Time spun in all directions and more years skipped forward and back, pausing to see the birth of her second grandchild through a hospital room window, and slowing when time as she knew it was coming to a close on her deathbed, her husband’s tanned face, wrinkled by age and sun, smiled through the pain in his eyes. The clock clicked later, until finally she closed her eyes for the last time with a smile on her lips.
As her dream self died in a breath, she opened her eyes to meet her husband’s still young face. Penny smiled and caressed her fingertips over the bristles he’d neglected to shave on his jaw and kissed him gently. His eyes eased open and he smiled wearily, gazing adoringly into the only eyes he’d ever loved as deeply as he did for her.
“Hi,” she whispered hoarsely. He pressed his lips to her forehead.
“Hi,” he replied, hugging her gingerly. “Did you sleep well?” His voice sounded road-weary with the stress he’d carried on his shoulders in the past months.
Nodding vaguely, her eyes flickered down to stare into another world, she mumbled between steady breaths. “I dreamt. It was nice. There were some memories... some good... most bad... An’ I saw the future.” She smiled at the thought and sucked in a racked breath before continuing.
“We get to grow old together, Ben. We’ll spend our 25th anniversary in Cancun, and we’ll have a daughter, who’ll give us two beautiful grandchildren. She and I’ll fight sometimes... we’ll be too much alike, her and I... but you’ll always be there to cheer me up after. You’ll get to see me when I’m old and wrinkly and fat, and you’ll be a bronzed god with wrinkles.”
Ben laughed at that and squeezed her. “Sounds blissful,” he replied, catching her gaze and holding it.
“I love you, Ben,” she whispered, almost out of breath from the exertion it took to speak.
“I love you too, Penny.

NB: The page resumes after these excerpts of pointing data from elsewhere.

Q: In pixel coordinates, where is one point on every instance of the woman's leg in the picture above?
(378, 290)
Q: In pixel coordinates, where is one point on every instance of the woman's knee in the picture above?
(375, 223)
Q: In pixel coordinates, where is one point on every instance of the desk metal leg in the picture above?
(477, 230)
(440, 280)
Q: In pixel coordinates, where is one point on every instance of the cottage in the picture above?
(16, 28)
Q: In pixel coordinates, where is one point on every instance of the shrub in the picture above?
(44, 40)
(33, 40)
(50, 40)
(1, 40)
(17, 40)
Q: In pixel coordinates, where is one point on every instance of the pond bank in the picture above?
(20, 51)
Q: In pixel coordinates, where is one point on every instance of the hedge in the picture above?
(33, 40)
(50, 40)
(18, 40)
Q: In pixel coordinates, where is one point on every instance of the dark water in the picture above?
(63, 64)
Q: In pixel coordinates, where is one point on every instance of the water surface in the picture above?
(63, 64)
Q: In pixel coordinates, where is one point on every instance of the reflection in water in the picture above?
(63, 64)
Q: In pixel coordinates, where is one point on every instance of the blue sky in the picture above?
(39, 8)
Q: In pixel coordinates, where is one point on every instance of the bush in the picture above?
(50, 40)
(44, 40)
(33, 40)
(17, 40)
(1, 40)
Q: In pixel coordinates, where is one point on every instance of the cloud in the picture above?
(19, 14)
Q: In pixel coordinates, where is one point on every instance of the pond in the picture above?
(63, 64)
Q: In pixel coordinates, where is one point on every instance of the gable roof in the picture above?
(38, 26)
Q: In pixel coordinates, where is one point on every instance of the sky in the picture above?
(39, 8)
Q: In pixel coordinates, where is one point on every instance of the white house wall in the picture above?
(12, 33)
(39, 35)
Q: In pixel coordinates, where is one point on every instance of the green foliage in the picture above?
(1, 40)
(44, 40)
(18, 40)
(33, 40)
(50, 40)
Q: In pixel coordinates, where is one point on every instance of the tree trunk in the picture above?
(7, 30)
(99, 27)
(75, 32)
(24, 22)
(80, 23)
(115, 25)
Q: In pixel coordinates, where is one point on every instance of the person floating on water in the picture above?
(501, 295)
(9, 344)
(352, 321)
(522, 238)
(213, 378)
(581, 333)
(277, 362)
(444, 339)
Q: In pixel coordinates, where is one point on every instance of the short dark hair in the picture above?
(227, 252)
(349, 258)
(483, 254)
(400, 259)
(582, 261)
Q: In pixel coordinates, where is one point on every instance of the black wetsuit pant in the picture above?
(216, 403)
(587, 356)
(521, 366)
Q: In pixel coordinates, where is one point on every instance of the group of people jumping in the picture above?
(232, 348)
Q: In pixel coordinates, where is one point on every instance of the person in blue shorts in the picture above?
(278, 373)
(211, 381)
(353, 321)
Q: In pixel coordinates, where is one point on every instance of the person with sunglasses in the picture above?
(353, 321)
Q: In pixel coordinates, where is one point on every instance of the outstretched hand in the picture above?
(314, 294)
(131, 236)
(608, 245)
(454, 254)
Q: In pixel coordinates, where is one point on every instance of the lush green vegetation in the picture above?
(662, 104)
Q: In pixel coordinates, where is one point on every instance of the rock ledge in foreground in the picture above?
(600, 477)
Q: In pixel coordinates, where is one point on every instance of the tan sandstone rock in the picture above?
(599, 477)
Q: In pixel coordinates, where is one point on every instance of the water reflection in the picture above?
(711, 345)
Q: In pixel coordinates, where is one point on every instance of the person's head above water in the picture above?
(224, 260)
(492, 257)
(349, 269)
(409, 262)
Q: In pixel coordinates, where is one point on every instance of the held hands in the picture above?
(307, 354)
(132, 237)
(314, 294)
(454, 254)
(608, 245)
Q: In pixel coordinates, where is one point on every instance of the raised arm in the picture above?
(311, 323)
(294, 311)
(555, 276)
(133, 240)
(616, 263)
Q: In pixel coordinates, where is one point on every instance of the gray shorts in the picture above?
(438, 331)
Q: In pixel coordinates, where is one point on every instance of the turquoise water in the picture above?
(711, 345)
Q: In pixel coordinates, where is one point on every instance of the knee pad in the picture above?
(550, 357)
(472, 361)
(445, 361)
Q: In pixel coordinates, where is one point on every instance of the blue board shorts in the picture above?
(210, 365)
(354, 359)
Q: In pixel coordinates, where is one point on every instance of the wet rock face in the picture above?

Ben and Pen forever, right?” he said, reminding her of the joke their friends had made.
“Right,” she mumbled, closing her eyes.
“It’s eleven-eleven, Penny,” Ben said quietly, his lips brushing over her eyelids as he spoke, unable to hold back the pain in his voice. “Don’t forget me, okay?”
Her voice fell to a barely audible whisper. “I could never forget you, Ben. There’s too much to do to forget you now.” Slowly, her mind tugged at her, pulling her back into darkness. Contented, as though she’d already lived the life she’d seen in her dreams, she let herself slip away, only vaguely aware of the love of her life whispering to her. Calmly, Penny Stone breathed in the sweetest air she’d ever tasted and let it go for the last time on a sigh.